Sentachan Mine
- Interactive map of Sentachan Mine
- Location: Sentachan, Sakha Republic, Russia; 66°27′54″N 136°55′03″E﻿ / ﻿66.465°N 136.9175°E;
- Products: Antimony, gold
- Opened: 1989
- Company: GeoProMining

= Sentachan Mine =

Mine in Sakha Republic, Russia

The Sentachan Mine is an antimony and gold mine in the Sakha Republic, Russia. It is estimated that more than 110000 tonne of the ore remains, with around 20 to 25 percent antimony content as well as gold, silver and arsenic. The deposit at Sentachan was discovered in the 1960s and open-pit mining began in 1989; underground mining has been done since the late 1990s. In the 2020s, work was carried out to construct an ore processing plant on the site.

==Ore==
The antimony-bearing ore deposit at Sentachan is an offshoot of the Sarylakh deposit, located around 400 km to the south-southeast. The quartz-stibnite lodes were deposited in hydrothermal veins up to 6 m thick. The veins are held within Triassic sedimentary rock beds (sandstones, siltstones and shales), with granite inclusions. The geology shows that the area was subject to volcanic activity.

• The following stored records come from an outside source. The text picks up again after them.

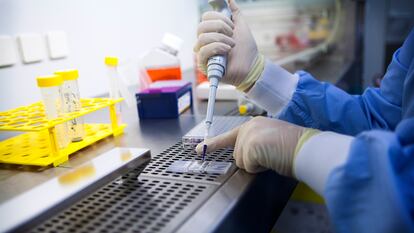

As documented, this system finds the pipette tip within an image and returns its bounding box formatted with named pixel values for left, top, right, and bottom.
left=202, top=144, right=207, bottom=161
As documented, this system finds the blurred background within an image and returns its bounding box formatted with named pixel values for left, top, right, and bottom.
left=0, top=0, right=414, bottom=110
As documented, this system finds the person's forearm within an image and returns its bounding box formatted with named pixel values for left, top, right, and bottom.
left=293, top=131, right=353, bottom=195
left=247, top=60, right=298, bottom=116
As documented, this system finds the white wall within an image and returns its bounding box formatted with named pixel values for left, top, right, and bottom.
left=0, top=0, right=199, bottom=111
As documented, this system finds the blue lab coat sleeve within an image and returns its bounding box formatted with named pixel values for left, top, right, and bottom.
left=279, top=30, right=414, bottom=135
left=324, top=118, right=414, bottom=233
left=324, top=29, right=414, bottom=233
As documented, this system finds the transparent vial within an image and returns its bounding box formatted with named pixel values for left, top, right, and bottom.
left=36, top=75, right=69, bottom=149
left=105, top=57, right=122, bottom=125
left=55, top=70, right=85, bottom=142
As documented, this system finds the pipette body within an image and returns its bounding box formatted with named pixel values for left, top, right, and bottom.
left=203, top=0, right=231, bottom=160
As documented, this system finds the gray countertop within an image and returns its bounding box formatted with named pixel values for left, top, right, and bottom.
left=0, top=80, right=296, bottom=232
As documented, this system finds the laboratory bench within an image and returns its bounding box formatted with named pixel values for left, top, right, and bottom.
left=0, top=97, right=296, bottom=232
left=0, top=56, right=350, bottom=232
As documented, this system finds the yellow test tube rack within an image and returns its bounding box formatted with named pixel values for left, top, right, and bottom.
left=0, top=98, right=126, bottom=166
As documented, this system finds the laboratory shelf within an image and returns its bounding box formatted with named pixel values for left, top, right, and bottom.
left=0, top=98, right=126, bottom=166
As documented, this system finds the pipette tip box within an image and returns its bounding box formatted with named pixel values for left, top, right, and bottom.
left=136, top=81, right=193, bottom=119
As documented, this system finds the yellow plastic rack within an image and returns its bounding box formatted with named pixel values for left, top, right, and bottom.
left=0, top=98, right=126, bottom=166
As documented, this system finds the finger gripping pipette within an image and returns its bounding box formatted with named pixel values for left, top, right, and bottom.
left=203, top=0, right=231, bottom=158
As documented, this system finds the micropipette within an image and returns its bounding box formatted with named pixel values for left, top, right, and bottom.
left=203, top=0, right=231, bottom=160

The Sentachan deposit, taken with the Sarylakh ores, is the largest antimony deposit in Russia, comprising perhaps 5% of the world antimony supply. Estimates of quantity and quality of the ore remaining at Sentachan vary between 110000 tonne and 180000 tonne and an antimony content of between 20 and 25%. The gold content of the ore has been estimated at between 32 and 38.2 grams per tonne and the silver content at 13.4 grams per tonne. The deposits also contain harmful quantities of arsenic.

==Extraction==
The ore deposits were discovered in the 1960s and extraction began at Sentachan in 1989. Initially the ore was removed by open-pit mining at some point between 1997 and 2000 extraction switched to underground mining.

The Sentachan and Sarylakh mines are the only two locations in Russia that extract antimony. The mineral rights to both are owned by GeoProMining; the Sentachan mine is operated by the company's Zvezda & Sarylakh subsidiary. By 2015 the two mines were the main suppliers of antimony to the Commonwealth of Independent States; gold was extracted as a by-product. In 2000 it was estimated that there remained sufficient ore to continue extraction at Sentachan for another 30 years.

In 2016 the industry news site Mining.com ranked Sentachan as the second coldest operational mine in the world with a minimum average temperature of -45.8 C. The site lies 700 km from the nearest town and in 2013 was reported as being accessible only by helicopter and, in the winter (February to April), by ice road. The ice road runs along the Elgi and Adycha rivers and is used to transport ore from the mine, and to bring in diesel and other supplies. It was reported that milder winters were threatening the continued use of the ice road.

By 2020 Russian billionaire Roman Trotsenko had become an investor in GeoProMining and helped finance a new ore processing plant at Sentachan. This would allow minerals to be extracted on site rather than the ore having to be transported to Sarylakh for processing. In May 2022 a fire broke out at Sentachan which destroyed a dormitory housing construction workers. There were no fatalities or injuries.